In an effort to keep up with Verizon Wireless (NYSE:VZ), AT&T (NYSE:T) explored potential deals in the past two months, even considering buying part of Telefonica SA (NYSE:TEF).
AT&T doesn’t see much room for expansion at home, and thus approached Spanish authorities to discuss buying a potential 29.9 percent stake in Telefonica. According to Bloomberg, the world’s second-largest mobile operator was denied, causing them to pursue deals in the United Kingdom and Latin America.
“Their ability to expand in the U.S. is pretty limited in terms of any significant acquisitions,” said David Heger, an analyst at Edward Jones & Co. “You can have an opportunity to buy into Europe while things are pretty beaten up. They’d be positioned for whenever the economy finally improves.”
AT&T’s Chief Executive Randall Stephenson believes Europe is ripe for the taking, should his company choose to go that route. They are still reportedly interested in buying stakes in Telefonica and Vodafone (NASDAQ:VOD). Additionally they are looking at EE, a U.K. joint venture of France Telecom SA and Deutsche Telekom AG.
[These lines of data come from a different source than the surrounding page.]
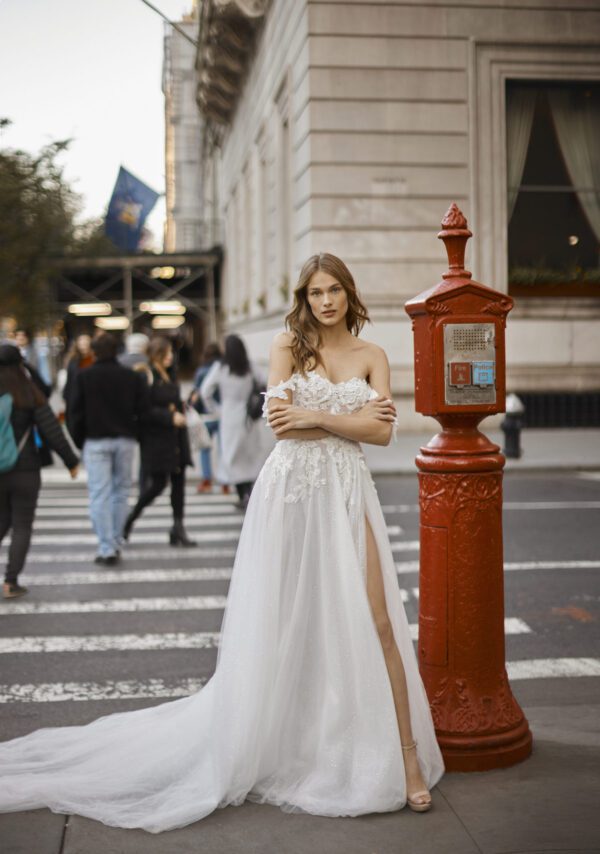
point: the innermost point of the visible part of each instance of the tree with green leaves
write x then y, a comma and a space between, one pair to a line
38, 228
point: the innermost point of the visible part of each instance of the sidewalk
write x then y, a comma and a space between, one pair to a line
547, 803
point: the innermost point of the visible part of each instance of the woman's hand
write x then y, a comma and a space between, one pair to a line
283, 417
382, 408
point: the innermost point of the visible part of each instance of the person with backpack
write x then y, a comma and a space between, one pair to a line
23, 407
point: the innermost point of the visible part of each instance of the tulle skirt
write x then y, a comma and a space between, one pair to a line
299, 712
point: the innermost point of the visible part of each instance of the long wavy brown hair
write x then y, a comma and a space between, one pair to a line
302, 323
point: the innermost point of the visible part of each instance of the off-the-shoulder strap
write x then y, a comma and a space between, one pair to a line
278, 390
395, 426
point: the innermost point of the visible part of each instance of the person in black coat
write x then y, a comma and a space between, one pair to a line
164, 442
106, 412
20, 486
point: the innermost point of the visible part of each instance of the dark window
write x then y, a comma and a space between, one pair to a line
554, 205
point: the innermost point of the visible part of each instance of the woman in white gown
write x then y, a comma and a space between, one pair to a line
316, 702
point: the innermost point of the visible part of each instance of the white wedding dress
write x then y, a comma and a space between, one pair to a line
299, 712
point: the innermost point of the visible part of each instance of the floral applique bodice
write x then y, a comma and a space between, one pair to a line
306, 465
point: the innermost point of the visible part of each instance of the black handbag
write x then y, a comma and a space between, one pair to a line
255, 401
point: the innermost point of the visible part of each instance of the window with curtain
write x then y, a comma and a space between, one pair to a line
553, 192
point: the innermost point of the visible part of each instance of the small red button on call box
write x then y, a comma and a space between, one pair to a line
460, 373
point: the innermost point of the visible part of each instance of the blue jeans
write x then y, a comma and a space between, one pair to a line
108, 463
205, 453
However, there still remains a lot of uncertainty in Europe’s financial stability, causing concerns over any purchases. Heger commented that Europe’s financial woes make it a “sinking ship. Overall, I’m more negative than positive,” he said.
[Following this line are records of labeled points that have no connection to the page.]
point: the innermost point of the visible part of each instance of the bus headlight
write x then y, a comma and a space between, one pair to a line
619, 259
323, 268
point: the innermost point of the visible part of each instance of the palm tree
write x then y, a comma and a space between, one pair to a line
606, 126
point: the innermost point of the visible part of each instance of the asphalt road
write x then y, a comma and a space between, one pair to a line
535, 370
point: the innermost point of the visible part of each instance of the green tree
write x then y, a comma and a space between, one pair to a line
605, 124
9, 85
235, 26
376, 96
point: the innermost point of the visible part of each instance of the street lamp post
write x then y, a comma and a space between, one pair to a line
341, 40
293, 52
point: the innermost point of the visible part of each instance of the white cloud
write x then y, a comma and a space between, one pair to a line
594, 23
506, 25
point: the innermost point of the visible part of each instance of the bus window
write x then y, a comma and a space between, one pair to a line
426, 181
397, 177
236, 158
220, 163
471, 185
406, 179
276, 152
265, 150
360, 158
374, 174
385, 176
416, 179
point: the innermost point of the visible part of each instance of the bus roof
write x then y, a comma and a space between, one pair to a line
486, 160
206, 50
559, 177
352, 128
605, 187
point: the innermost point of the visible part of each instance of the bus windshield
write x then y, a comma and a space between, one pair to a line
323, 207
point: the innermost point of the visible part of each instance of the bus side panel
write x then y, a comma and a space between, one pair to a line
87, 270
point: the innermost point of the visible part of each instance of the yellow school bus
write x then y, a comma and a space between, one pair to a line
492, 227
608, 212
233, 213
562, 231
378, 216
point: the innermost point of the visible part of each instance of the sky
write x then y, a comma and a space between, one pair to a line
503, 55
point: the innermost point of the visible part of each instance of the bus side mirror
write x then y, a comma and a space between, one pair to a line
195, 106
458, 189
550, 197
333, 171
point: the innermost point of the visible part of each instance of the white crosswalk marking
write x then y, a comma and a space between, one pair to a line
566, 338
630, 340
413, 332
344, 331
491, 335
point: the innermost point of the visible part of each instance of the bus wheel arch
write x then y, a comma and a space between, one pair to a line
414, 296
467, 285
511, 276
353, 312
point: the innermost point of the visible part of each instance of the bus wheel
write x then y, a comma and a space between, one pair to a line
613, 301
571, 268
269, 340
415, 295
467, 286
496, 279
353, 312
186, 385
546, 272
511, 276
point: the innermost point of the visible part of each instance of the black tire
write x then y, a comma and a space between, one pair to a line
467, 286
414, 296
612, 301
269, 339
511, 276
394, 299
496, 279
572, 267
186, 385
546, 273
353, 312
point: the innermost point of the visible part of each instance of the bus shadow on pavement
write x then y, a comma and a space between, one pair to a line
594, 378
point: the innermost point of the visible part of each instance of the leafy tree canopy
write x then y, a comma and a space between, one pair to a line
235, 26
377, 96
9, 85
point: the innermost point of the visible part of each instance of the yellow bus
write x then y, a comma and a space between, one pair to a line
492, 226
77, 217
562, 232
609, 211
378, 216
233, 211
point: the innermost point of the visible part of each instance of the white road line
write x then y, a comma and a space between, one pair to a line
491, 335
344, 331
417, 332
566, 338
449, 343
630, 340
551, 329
Before AT&T moves forward on any deal with Telefonica, they will first want to consult with Carlos Slim, the Mexican telecommunications billionaire who competes with Telefonica through his wireless operator America Movil SAB (NYSE:AMX) and also has a strong relationship with AT&T.
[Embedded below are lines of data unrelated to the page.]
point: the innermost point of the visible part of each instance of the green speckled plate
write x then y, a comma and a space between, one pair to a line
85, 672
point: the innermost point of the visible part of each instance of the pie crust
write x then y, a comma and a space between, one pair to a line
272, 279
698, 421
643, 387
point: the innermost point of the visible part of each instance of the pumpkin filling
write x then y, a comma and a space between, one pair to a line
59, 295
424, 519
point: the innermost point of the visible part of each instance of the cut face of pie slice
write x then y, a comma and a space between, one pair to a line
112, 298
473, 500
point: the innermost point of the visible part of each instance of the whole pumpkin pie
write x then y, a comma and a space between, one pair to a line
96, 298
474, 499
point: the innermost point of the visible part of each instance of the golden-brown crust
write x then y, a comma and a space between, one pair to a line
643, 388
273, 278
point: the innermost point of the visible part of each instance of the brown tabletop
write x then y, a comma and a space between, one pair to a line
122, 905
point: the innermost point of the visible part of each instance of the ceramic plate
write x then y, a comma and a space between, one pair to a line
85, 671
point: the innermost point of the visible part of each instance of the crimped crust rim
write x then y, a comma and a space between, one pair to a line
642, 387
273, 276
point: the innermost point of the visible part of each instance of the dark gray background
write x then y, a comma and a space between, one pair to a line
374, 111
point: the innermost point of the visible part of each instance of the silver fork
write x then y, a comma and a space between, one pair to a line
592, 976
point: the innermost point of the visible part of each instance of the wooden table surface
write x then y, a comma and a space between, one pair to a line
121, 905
“Regulators in Latin America might have some concerns if America Movil’s strategic partner was also buying a stake in Telefonica,” Walt Piecyk, an analyst at BTIG LLC, said.
And so, AT&T trudges on with their quest to purchase a stake in any company that will help them expand. What started with an attempted takeover of T-Mobile in 2011, a venture that would have formed the largest wireless company in the U.S., continues with smaller endeavors.